There are certainly those who argue with some force that these gambling machines are a detriment to the economic health of citizens of an area where permitted.

It should be noted at this juncture that this writer in no way advocates state-wide use of these machines, but only points out that what is made legal for one should be made legal for all unless there is a clear and reasonable rational basis to do otherwise.

Oaklawn argues mightily that it does not have a corner on the horse racing business as others can qualify to get a franchise and thereby become eligible to have electronic games of skill. Appellants rightly point out the extreme difficulty under existing law to qualify for and hold one of these franchises. See, eg., Ark. Code Ann. § 23-110-301 (d) (only one franchise per county); Ark. Code Ann. § 23-110-303 (state-wide as opposed to local option election required); Ark. Code Ann. §§ 23-110-306, 23-111-306, 23-110-303 & 304, 23-111-303 & 304 (franchise holders other than Oaklawn and Southland have to face subsequent elections to maintain their franchises); Ark. Code Ann. §§ 23-110-305, 23-111-305 (new horse racing franchisees must invest at least $3 million in plant and equipment, and new dog racing franchisees must invest at least $1 million in plant and equipment). Indeed, there is real cause to believe that it is unreasonable to expect other Arkansans will seek one of these difficult to obtain and hard to keep horse or dog racing franchises, and certainly none have despite the passage of several decades. In such circumstances this court has said:

Of course it may be argued that elasticity is found in the provision for reception of counties that may ‘hereafter’ fall within the circumscription. Practical operation, however, is to establish a system of road overseers by a process which excludes seventy-four other counties from the public policy so declared.

State ex rel. Burrow v. Jolly, 207 Ark. 515, 518, 181 S.W.2d 479, 481 (1944). And there is the case of Simpson v. Matthews, 184 Ark. 213, 40 S.W2d 991 (1931), where this court stated:

It is a matter of judicial knowledge that Pulaski County is the only county in the State which contains over 75,000 inhabitants or which is likely to do so for any reasonable time in the future. No ordinary increase in population will place any other county in the same class within any reasonable time. No express words could have been used by the Legislature to limit the application of the act to Pulaski county more definitely than those employed.

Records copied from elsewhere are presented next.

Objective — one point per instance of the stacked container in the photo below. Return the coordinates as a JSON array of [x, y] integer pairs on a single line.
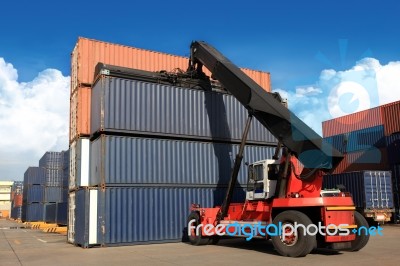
[[370, 140], [153, 148], [5, 198], [16, 200], [45, 186]]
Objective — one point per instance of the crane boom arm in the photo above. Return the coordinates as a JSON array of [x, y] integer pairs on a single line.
[[282, 123]]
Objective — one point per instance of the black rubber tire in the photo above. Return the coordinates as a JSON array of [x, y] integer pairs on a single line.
[[304, 244], [194, 239], [362, 239]]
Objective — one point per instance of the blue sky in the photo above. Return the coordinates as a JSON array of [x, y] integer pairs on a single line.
[[309, 47]]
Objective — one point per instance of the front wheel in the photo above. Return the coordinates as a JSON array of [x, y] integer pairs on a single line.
[[361, 236], [293, 243], [194, 238]]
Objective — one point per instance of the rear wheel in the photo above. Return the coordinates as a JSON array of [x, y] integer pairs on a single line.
[[193, 237], [295, 243], [361, 237]]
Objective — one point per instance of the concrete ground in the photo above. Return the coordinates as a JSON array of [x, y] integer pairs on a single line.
[[20, 246]]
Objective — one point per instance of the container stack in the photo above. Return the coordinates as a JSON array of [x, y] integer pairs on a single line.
[[153, 149], [370, 140], [44, 188], [5, 198], [16, 200]]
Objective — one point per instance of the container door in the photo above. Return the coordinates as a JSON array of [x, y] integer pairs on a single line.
[[71, 217]]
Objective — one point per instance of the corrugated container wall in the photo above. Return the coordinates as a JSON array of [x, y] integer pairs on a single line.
[[358, 140], [35, 212], [50, 213], [393, 147], [87, 53], [391, 116], [130, 160], [80, 113], [369, 189], [79, 163], [130, 106], [360, 120], [34, 193], [128, 215], [372, 159], [62, 211], [34, 176], [52, 160]]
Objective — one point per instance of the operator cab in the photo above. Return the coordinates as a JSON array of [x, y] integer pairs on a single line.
[[262, 179]]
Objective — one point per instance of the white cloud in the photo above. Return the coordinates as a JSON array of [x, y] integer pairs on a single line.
[[34, 118], [366, 85]]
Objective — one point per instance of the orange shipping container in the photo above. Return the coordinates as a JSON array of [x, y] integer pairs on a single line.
[[391, 116], [80, 113], [87, 53], [348, 123]]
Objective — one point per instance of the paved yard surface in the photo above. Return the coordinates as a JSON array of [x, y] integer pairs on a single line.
[[20, 246]]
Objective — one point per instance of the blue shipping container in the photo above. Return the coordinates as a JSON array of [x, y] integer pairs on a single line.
[[128, 215], [393, 148], [53, 194], [34, 193], [51, 159], [358, 140], [50, 213], [62, 210], [54, 177], [35, 212], [34, 176], [131, 106], [369, 189], [132, 160]]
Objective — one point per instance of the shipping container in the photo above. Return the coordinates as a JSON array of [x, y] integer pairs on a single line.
[[17, 201], [16, 213], [134, 215], [34, 193], [5, 205], [391, 118], [62, 211], [393, 148], [371, 191], [87, 53], [80, 105], [371, 159], [54, 177], [35, 212], [132, 160], [83, 217], [396, 189], [358, 140], [4, 213], [348, 123], [18, 187], [23, 213], [5, 196], [131, 106], [51, 159], [79, 163], [71, 214], [34, 176], [53, 194], [50, 213]]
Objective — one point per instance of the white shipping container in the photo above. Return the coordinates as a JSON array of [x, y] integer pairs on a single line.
[[79, 163]]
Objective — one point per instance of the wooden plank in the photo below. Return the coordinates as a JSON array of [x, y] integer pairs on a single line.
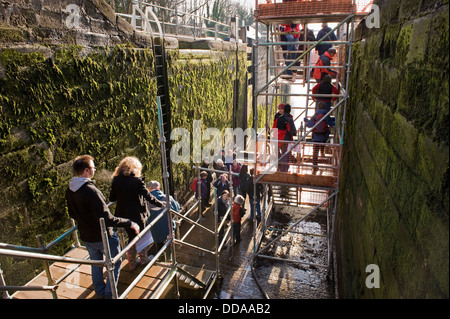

Id. at 219, 40 S.W.2d at 993. There is, therefore, a clear basis in the precedents of this court to disregard the “anyone can get one” argument made by Oaklawn relative to dog/horse racing franchises. Having said that, there is a much more weighty constitutional concern in the context of this case, and that is whether the legislature may properly select only dog and horse tracks as special favorites to have a special privilege enjoyed by no one else to make money (all in the name of economic development and in order to protect and thereby promote the businesses of dog/horse tracks) given the prohibitions of amendment 14.

See Ark. Code Ann. § 23-113-103(5).

What’s next? Making book on college football games? Roulette? Blackjack? Poker? Dice games? Is casino gambling already here in Arkansas? Probably so, much to the chagrin of the People of Arkansas (who probably think they get to vote on such things) as they are only another special act of the legislature away from every type of gambling a casino can offer. Indeed, one might reasonably argue that Act 1151 is an end run around the voters of Arkansas.